I laughed in spite of myself, shaking my head, “You’re such an arsehole-”
“-and you can’t bloody well leave me up there alone,” He added, leaning in closer to whisper, “Once I do my belly rolls, the auld lassies at the table behind us might eat me alive.”
It didn’t take me much more convincing. Once the woman got us up and tied the coin fringed belt around our hips, the alcohol took over. We were swinging and swaying around the room for a good wee while until the music was turned off so the belly dancer could start her own part of the performance, now that we were all lubed up for the night ahead.
It was a brilliant night.
We’d been there a few times after, with friends in tow, hiding the big event of the night away from them until the music started. It was a great wee set up, us two in it together, thick as thieves as we threw off their attempts at trying to work out why we dragged them all the way over to the other side of town for a ‘fancy kebab’. It was gleeful to see the surprise on their faces, to watch them shimmy around the room. Our pals! Professors, solicitors, a funeral director – the most serious folk in the world. We couldn’t stop laughing when Jimmy pulled up his crisp white and light blue pine-stripped shirt, opened up a few of the bottom buttons and twisted the material into a crop top, all the better to display his pasty white, hair flecked beer belly that he was desperately trying to ripple. It was a moment we’d bring up again and again on nights out, dinner parties and then actual parties for them and their kids.
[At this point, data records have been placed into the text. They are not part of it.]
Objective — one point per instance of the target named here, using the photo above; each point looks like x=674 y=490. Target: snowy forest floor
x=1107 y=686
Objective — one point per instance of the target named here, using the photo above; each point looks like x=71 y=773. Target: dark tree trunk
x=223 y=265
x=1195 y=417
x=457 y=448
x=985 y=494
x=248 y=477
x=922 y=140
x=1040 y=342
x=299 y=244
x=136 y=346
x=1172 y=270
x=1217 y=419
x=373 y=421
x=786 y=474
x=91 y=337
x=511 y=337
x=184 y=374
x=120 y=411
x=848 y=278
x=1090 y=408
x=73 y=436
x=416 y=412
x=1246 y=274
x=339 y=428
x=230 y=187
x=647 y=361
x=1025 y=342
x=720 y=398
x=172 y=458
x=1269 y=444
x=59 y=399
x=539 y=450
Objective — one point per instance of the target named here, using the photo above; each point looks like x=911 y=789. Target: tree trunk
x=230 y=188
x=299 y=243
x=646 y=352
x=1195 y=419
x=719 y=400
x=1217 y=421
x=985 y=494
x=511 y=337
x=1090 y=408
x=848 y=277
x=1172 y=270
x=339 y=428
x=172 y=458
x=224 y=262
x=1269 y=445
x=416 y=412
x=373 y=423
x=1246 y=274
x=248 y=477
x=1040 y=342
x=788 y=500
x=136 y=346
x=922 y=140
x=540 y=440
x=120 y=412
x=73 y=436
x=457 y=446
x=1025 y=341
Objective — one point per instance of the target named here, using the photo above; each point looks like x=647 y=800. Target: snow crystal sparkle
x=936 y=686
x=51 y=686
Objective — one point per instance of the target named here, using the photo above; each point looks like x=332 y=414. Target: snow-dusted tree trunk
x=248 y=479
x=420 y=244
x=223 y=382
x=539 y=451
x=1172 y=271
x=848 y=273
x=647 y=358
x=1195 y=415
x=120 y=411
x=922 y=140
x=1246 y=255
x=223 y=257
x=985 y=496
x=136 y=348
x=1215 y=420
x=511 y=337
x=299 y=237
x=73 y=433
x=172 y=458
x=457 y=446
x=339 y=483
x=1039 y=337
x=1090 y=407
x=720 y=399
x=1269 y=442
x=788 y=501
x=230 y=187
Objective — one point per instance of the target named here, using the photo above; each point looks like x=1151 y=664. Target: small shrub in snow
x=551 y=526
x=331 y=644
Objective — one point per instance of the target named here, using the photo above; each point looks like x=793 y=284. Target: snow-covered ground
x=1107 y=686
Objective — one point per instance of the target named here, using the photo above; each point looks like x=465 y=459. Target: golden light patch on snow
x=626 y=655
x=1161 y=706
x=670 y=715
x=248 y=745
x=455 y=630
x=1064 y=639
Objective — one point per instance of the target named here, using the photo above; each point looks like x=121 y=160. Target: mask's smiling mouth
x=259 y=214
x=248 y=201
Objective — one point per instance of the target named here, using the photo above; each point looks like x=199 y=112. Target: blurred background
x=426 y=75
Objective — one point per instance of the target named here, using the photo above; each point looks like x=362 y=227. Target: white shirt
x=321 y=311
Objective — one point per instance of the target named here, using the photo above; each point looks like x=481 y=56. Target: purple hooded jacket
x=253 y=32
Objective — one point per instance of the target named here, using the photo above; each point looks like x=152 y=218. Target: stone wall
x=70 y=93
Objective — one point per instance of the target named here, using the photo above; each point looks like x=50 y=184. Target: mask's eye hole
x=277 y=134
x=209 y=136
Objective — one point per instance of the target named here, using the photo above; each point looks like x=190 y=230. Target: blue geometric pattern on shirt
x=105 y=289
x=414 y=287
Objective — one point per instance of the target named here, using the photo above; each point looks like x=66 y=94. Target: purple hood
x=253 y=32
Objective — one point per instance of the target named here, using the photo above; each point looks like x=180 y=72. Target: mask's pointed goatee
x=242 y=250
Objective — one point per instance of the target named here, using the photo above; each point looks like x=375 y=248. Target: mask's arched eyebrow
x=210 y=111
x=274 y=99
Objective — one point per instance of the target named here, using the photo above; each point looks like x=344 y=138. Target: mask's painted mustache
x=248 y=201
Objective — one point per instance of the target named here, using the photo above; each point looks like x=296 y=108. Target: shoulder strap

Then we found out the place closed down about a year ago. We’d stopped heading out on Fridays that much before then, mind. You’d told me that you tried to book a table one night a few months ago when you were trying to make up with me after that big fight, only to find out it didn’t exist anymore. You decided to order in instead. Worked out cheaper anyway, didn’t it?
We started the movies a while before that, though. It slowly crept in on us, like when you stopped wearing your jacket. Every once in a while, we’d decide it was nicer to cuddle up on the couch, order in some noodles and watch a movie. Wasn’t it more cozy? Us in our PJs, a wee bottle of something nice, our limbs entangled together as we laughed, or cried or screamed at some movie together? It was better this way, we agreed. Especially when you’d take off one of my fluffy socks, your eyes still on the screen as you massaged my feet, almost like you were on autopilot, doing this for me without any thought. You’d sit for the rest of the movie, your thumbs pushing into the balls of my toes, murmuring some prediction about what would happen next.
I could swear back then that our little front room was heaven.